In conclusion, the presented polarization-multiplexing configuration of dual-wavelength digital holography is employed to achieve unwrapping phase imaging. The dual-wavelength holographic system has the features that two recording waves can share the same interferometer optical path to transmit independently due to their polarizations being perpendicular to each other, and then by installing each of the proper polarizers in front of the CCDs to filter off either of two wavelengths and filtering through the other, each of the holograms according to their different wavelengths can be acquired by a pair of CCDs at the same time. Since the two wavelengths pass through almost the same optical path, the phase distortion of the off-axis system in two phase maps are nearly identical, which will greatly simplify the process of phase distortion removal. Further, two holograms are recorded separately at the same time, with respect to their wavelengths, so the interplay between the holograms in the procedure of spectrum filtering and image reconstruction does not needed to be considered. Moreover, this polarization-multiplexing configuration is compact and effective, so it can be easily extended to phase imaging of three or more wavelengths that will further expand the imaging scale, and will be readily compacted in future practical applications.

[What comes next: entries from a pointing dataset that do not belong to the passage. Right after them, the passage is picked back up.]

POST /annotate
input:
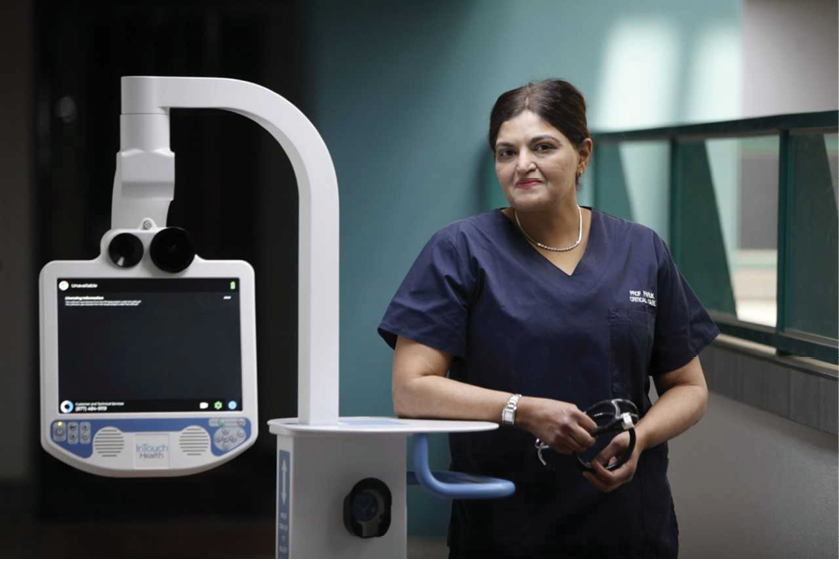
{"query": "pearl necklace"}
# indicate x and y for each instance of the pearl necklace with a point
(554, 249)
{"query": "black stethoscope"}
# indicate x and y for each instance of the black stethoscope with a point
(609, 415)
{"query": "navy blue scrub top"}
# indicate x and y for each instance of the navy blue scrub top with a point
(514, 322)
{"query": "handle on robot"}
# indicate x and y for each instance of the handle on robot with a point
(454, 485)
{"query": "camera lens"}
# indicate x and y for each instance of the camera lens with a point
(171, 250)
(125, 250)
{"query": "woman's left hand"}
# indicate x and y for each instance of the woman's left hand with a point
(605, 480)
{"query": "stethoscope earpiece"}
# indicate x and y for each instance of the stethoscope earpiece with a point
(610, 415)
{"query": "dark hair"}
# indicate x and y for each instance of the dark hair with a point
(556, 101)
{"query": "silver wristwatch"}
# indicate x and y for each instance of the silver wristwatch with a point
(508, 416)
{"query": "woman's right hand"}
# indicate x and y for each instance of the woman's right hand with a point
(560, 425)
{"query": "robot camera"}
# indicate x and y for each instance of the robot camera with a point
(171, 250)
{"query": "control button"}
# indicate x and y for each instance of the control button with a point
(73, 433)
(84, 429)
(59, 431)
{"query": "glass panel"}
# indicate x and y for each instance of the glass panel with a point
(812, 301)
(698, 241)
(646, 167)
(611, 194)
(745, 178)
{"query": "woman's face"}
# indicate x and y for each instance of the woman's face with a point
(536, 164)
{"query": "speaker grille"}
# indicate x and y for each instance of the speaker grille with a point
(194, 441)
(109, 442)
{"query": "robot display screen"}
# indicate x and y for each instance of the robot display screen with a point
(149, 345)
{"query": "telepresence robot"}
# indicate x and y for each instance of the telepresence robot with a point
(148, 355)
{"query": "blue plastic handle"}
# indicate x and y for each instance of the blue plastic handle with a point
(454, 485)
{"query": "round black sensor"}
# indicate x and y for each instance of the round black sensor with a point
(125, 250)
(171, 250)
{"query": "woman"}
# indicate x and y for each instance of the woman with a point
(564, 306)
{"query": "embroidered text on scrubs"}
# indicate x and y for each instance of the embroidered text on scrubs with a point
(642, 297)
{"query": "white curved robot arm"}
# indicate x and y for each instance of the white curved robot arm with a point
(144, 186)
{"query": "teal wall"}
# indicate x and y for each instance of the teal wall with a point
(401, 92)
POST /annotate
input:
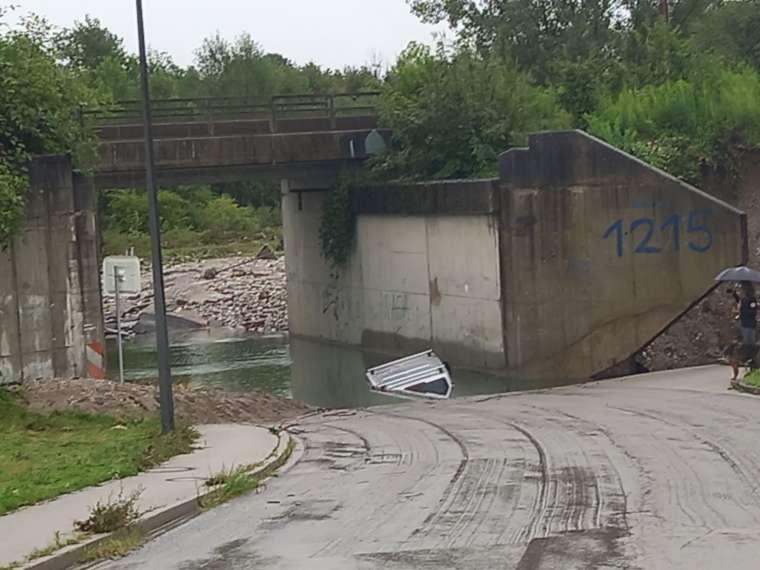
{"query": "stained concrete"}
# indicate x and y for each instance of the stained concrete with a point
(49, 279)
(651, 472)
(600, 253)
(413, 281)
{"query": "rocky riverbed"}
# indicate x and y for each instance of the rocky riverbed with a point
(241, 293)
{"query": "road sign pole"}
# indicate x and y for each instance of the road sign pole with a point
(116, 283)
(162, 337)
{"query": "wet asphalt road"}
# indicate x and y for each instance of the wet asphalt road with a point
(660, 471)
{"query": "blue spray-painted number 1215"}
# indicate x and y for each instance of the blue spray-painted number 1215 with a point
(643, 229)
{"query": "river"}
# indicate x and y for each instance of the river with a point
(319, 374)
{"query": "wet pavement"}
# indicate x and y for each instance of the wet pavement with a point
(657, 471)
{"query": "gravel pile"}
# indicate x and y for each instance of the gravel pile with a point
(243, 293)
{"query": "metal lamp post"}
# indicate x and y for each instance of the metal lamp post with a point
(162, 336)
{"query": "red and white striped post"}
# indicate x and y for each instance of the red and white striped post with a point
(95, 360)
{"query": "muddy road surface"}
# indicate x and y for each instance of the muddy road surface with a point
(660, 471)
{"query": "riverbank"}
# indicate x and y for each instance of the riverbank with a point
(193, 406)
(245, 294)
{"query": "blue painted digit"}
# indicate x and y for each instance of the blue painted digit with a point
(675, 221)
(644, 246)
(698, 220)
(616, 227)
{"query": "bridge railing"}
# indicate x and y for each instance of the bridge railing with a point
(208, 109)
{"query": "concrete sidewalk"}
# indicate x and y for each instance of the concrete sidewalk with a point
(165, 487)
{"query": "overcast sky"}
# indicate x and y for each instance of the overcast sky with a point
(332, 33)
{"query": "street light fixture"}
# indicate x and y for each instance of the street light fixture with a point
(162, 335)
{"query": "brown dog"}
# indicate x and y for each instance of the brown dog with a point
(738, 355)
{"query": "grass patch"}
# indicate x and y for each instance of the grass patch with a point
(115, 514)
(116, 546)
(59, 541)
(46, 455)
(233, 483)
(752, 378)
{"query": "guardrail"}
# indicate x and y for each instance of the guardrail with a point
(208, 109)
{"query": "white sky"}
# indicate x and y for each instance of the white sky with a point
(331, 33)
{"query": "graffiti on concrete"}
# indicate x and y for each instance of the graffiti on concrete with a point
(648, 234)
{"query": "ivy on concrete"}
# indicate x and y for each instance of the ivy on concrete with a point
(337, 230)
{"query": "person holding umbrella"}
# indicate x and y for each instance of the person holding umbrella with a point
(747, 309)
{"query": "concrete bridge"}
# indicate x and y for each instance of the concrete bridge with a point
(569, 262)
(306, 139)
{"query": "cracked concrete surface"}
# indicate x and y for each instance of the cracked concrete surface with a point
(658, 471)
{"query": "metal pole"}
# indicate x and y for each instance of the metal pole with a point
(116, 282)
(162, 336)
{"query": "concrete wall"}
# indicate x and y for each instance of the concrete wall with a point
(49, 286)
(427, 278)
(565, 266)
(600, 253)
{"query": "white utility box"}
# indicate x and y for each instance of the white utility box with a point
(128, 270)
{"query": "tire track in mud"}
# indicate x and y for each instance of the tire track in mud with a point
(681, 485)
(379, 505)
(485, 490)
(716, 449)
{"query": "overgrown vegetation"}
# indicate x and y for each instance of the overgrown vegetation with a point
(675, 83)
(337, 229)
(46, 455)
(39, 100)
(114, 514)
(235, 482)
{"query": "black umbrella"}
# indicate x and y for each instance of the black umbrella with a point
(739, 274)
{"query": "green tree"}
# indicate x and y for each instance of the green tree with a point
(39, 103)
(453, 113)
(88, 44)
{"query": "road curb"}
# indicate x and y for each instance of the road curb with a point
(746, 388)
(162, 520)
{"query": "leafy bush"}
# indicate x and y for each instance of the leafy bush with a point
(39, 99)
(337, 229)
(684, 124)
(453, 114)
(224, 215)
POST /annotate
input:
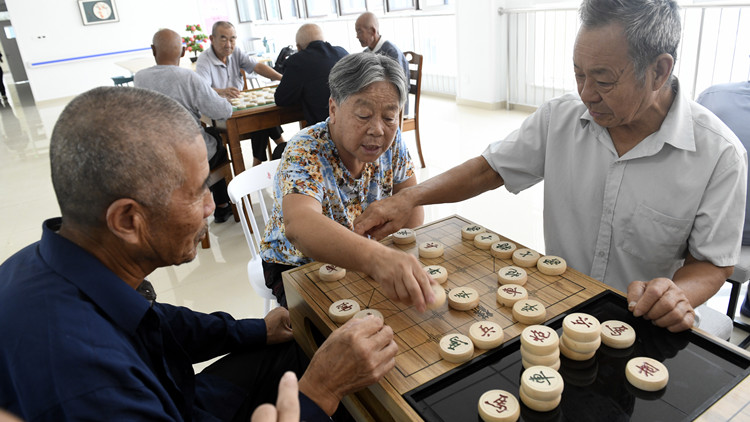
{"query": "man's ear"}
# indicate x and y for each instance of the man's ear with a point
(126, 219)
(332, 110)
(662, 68)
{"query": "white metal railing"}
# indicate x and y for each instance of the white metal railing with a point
(715, 48)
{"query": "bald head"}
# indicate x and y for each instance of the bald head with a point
(308, 33)
(368, 20)
(167, 47)
(366, 27)
(97, 154)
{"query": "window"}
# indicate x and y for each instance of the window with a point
(351, 7)
(288, 9)
(396, 5)
(433, 4)
(319, 8)
(250, 10)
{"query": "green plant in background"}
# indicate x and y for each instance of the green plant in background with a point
(194, 41)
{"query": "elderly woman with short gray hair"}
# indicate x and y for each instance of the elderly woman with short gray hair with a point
(331, 171)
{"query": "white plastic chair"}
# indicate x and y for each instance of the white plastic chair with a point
(240, 189)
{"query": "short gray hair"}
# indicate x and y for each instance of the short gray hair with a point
(652, 27)
(218, 24)
(355, 72)
(117, 142)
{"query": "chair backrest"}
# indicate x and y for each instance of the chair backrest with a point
(122, 80)
(415, 77)
(240, 189)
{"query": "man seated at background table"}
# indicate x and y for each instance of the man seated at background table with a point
(731, 103)
(367, 28)
(644, 189)
(193, 93)
(88, 339)
(306, 74)
(330, 172)
(221, 67)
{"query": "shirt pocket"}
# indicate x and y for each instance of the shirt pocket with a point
(656, 237)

Experimentally, the phase retrieval of a target grating is demonstrated in this system. The dual-wavelength digital holograms are recorded, respectively, with the p-polarized 671 nm interference beams and the s-polarized 656 nm interference beams at the same time. The phase image of a grooved grating and its height profile of 7.1 μm are reconstructed by using the relevance relationship of the spatial frequency spectrum of two holograms based on the presented configuration. The unwrapping phase imaging is dependent on the value of the synthetic wavelength in the dual-wavelength digital holographic imaging system. Although we just show the reconstructed image of a grating of grooved depth 7.1 μm, the topographic height less than 29.35 μm also can be retrieved with an unwrapping phase by using the wavelengths of 656 and 671 nm according to the principle of dual-wavelength unwrapping phase reconstruction.

This configuration has the merits of compact structure, because one interferometer path is simultaneously provided as two polarization channels, and of fast numerical reconstruction. This work can be further developed into a real-time phase imaging solution as cooperation with the automatic spectral filtering algorithm for off-axis dual-wavelength digital holographic imaging.